Director oversight duties were defined in the seminal Caremark case.[6] In that case, the Chancery Court deferred to the board of directors' business judgment in the discharge of its compliance responsibilities. The directors avoided failure-of-oversight liability because the company had implemented an information and reporting system that assured directors that appropriate information about fraud and other wrongdoing would come to their attention in a timely manner so that they could act to prevent losses to the company. The existence of such information and reporting system was not contested by plaintiffs in the Citigroup case.

Prudent Director Conduct

The following is a template of prudent director conduct that should protect business judgments from failure-of-oversight liability.

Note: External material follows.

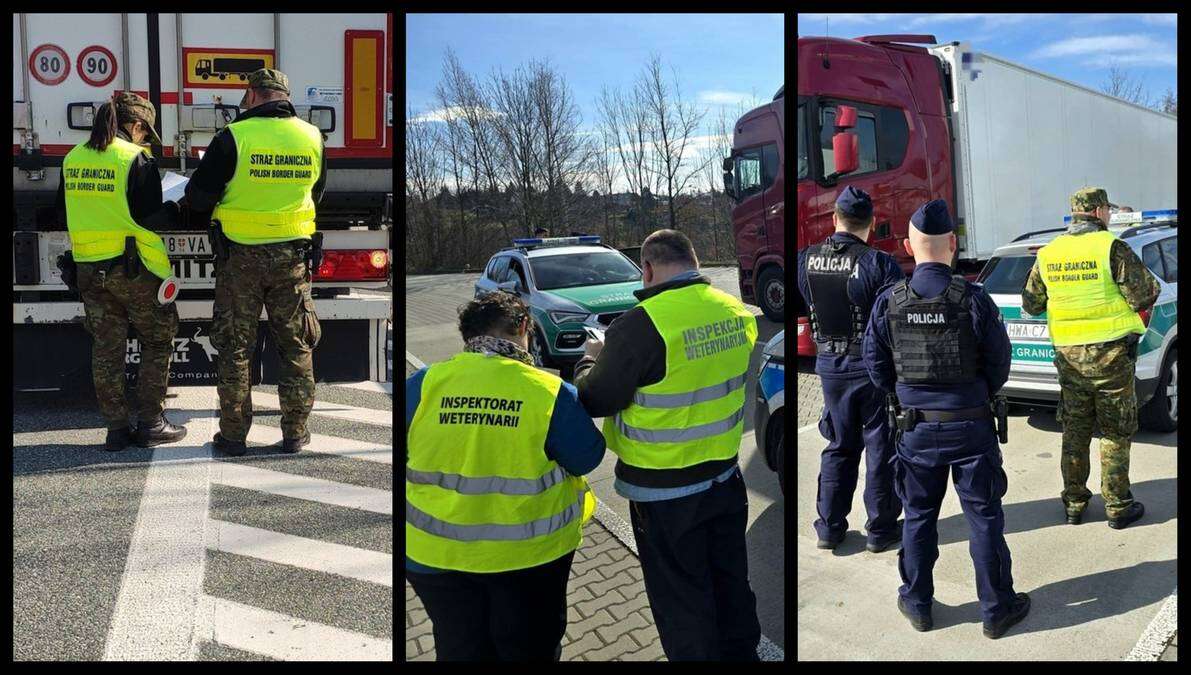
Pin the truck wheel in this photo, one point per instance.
(1161, 413)
(771, 293)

  • Directors' role should be oversight, not management.
  • In performing oversight, directors should exercise diligence in seeking information essential to understanding the risks to the business. If necessary, directors should seek views outside of management (e.g., shareholders and employees)
  • Directors should ask management tough questions and have a healthy degree of skepticism rather than automatically deferring to management's point of view -- they must be aggressive watchdogs. This certainly should be the rule when it comes to financial accounting and executive compensation matters.
  • Directors should bring in consultants if they have difficulty understanding complex business plans and proposals.
  • Directors should hold executive sessions if they feel management's presence inhibits free deliberation.
  • Directors should oversee management's assessment and handling of strategic, financial, operational, and compliance risks. Oversight requires assurance of strong internal systems and controls rather than simply relying on external evaluations (e.g., over-reliance on rating agency valuations).
  • Directors should be periodically briefed by management on the compliance threats to the organization and the corrective steps being taken to address those risks. For example, money laundering, and data protection and security issues are major compliance threats.
  • Directors should respond quickly to complaints related to accounting controls received through the Audit Committee complaint process.
  • Directors should instruct management to ensure that a crisis management plan is in place.
  • Directors should instruct management to ensure that strong whistleblower protections are in place to protect from retaliation employees who lawfully report compliance violations
  • Directors should instruct management to ensure that a records management policy is in place that covers paper and electronically stored records, including audit working papers.
  • Directors should have detailed knowledge of the profiles of the senior management team. Directors should be particularly attuned to the "tone at the top" set by senior management.
  • Directors should ensure that fellow directors are well-qualified persons of integrity. Directors should engage in periodic self-assessment and evaluation.

If directors implement the steps outlined above, their business judgments likely will be protected from failure-of-oversight attacks. The Citigroup decision provides ample reason for renewed vigilance in assuring that monitoring systems are in place to detect fraud and other wrongdoing.